《嶺南荔枝譜》為道光年間鶴山文士吳應逵撰。成書的因由,是因為不忿福建人許多關於荔枝的文獻,「自誇郷土」,於是在荔枝灣舉行一次雅集,一邊避暑,一邊徵集文獻,由是即成此書。
這本書實在比蔡襄的《荔枝譜》寫得好,蔡襄而後者更不足道也。他這本並非自撰,而是稽鈎文獻,分門別類加以摘錄,所以每一條資料都有出處。
例如他引清代名詞人朱彝尊《曝書亭集》說──「以余論之,粵中所產掛緣,斯其最矣。福州佳者尚未敵嶺南之黑葉。」由是可知蔡襄說「廣南州郡所出,精好者僅比東閩之下等」,無非只是「郷曲之論」。
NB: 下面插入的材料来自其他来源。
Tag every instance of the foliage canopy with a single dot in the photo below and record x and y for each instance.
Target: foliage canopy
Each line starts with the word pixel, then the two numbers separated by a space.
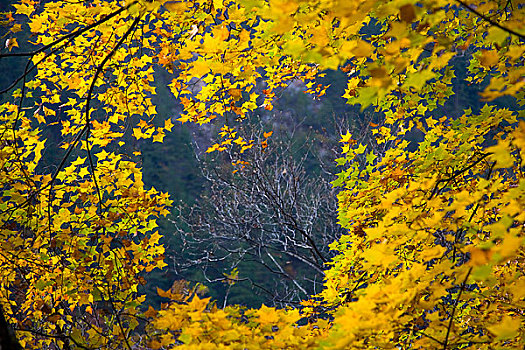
pixel 434 252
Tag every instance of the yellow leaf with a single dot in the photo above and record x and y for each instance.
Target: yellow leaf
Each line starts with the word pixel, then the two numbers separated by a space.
pixel 489 58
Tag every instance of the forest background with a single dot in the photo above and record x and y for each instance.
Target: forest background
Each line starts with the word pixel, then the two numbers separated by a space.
pixel 224 232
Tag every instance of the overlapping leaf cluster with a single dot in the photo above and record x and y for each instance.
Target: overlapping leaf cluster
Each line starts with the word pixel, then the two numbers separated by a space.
pixel 434 251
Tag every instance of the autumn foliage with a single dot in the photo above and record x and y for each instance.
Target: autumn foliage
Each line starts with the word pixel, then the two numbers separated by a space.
pixel 434 252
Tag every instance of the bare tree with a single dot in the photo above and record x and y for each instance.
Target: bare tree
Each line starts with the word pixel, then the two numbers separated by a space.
pixel 265 208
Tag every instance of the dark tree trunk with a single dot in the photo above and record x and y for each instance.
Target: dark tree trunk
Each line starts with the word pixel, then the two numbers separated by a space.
pixel 8 339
朱彜尊是浙江人,他的評論自然比蔡襄客觀。
他又引用《本草綱目》──「食荔枝多則醉,以殼浸水,飲之即解,此即食物不消,還以本物消之之意也。」
原來如今我們吃荔枝過多,用殼煲水飲,這土方出自《本草》。
另外還有一個土方,食荔枝過飽,則食黃皮以消其熱滞。原來這土方亦有根據,出自屈大鈞的《廣東新語》,那就是明末清初已有此解荔枝熱的方法了。
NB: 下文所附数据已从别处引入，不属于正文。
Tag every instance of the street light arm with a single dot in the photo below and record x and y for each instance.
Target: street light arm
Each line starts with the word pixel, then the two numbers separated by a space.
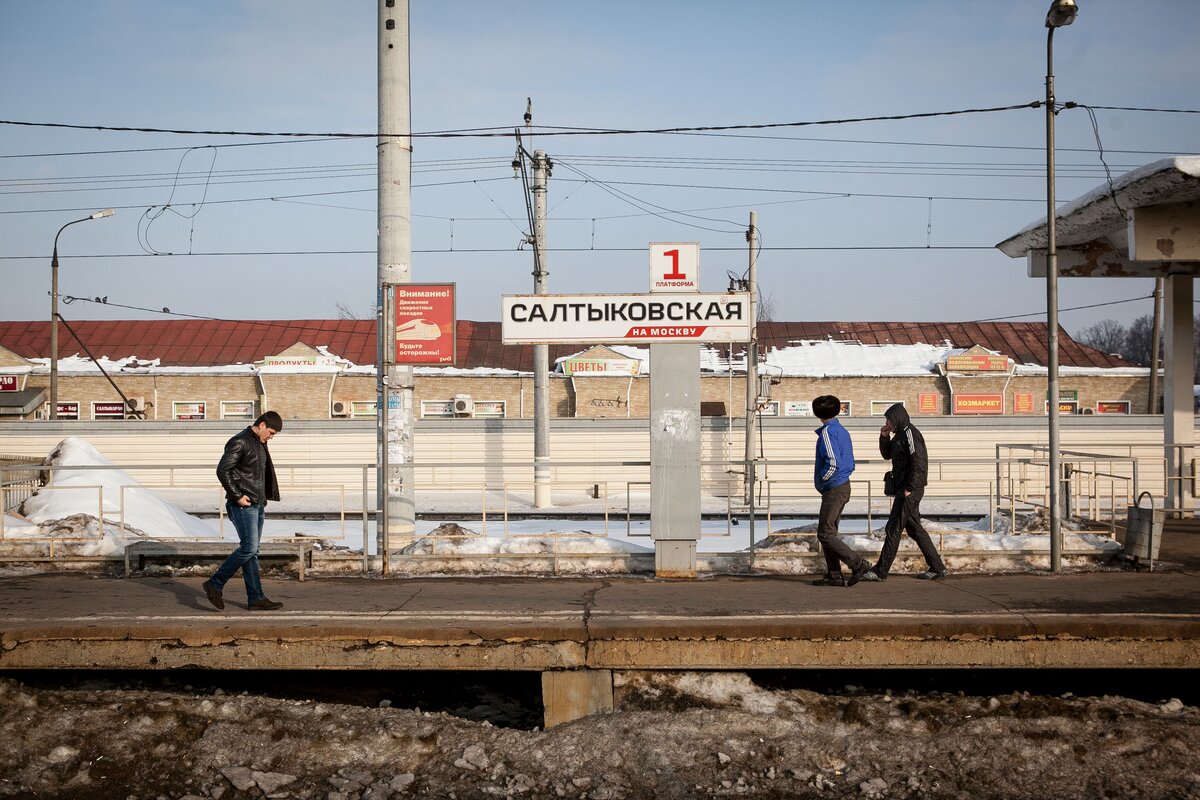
pixel 54 308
嶺南荔枝分「水枝」與「火山」兩大類。夏至前熟的叫做水枝,味酸,其酸稱為「上水」;夏至後熟的叫做火山,其甜稱為「上糖」。名貴荔枝多屬火山,唯黑葉一種,是水枝中的上品,在清代,黑葉又名為金釵子。
最早熟的水枝是「三月紅」。相傳宋端宗走難到廣東,住在馬南寶家中,其時荔枝未熟,一樹皆青,端宗嘆息道:「惜未熟不能啖也!」因為他隨即又要繼續走避金兵的追趕,不能逗留。誰知一宿之後,明日荔枝盡紅,於是端宗便得飽啖。這真是末代皇帝的悲喜劇,然而從此即有「三月紅」這一種了。
三月紅之後,早熟的荔枝有「犀角子」一種,粒粒荔枝尖而曲,似犀角,其核亦如犀角,是故得名。這種荔枝如今已經不傳,唯有「四月紅」一種,如今在海外得食者,即以此種為多,核大小參差,味亦酸甜不一。
至於黑葉,陳村所出者最為名貴,相傳當年有一村婦,用頭上的金釵來換荔枝種,是故又名金釵子。此名於今已經不傳,但陳村黑葉實在是黑葉的上品,核小,味甘、有香,非普通的黑葉品種可比。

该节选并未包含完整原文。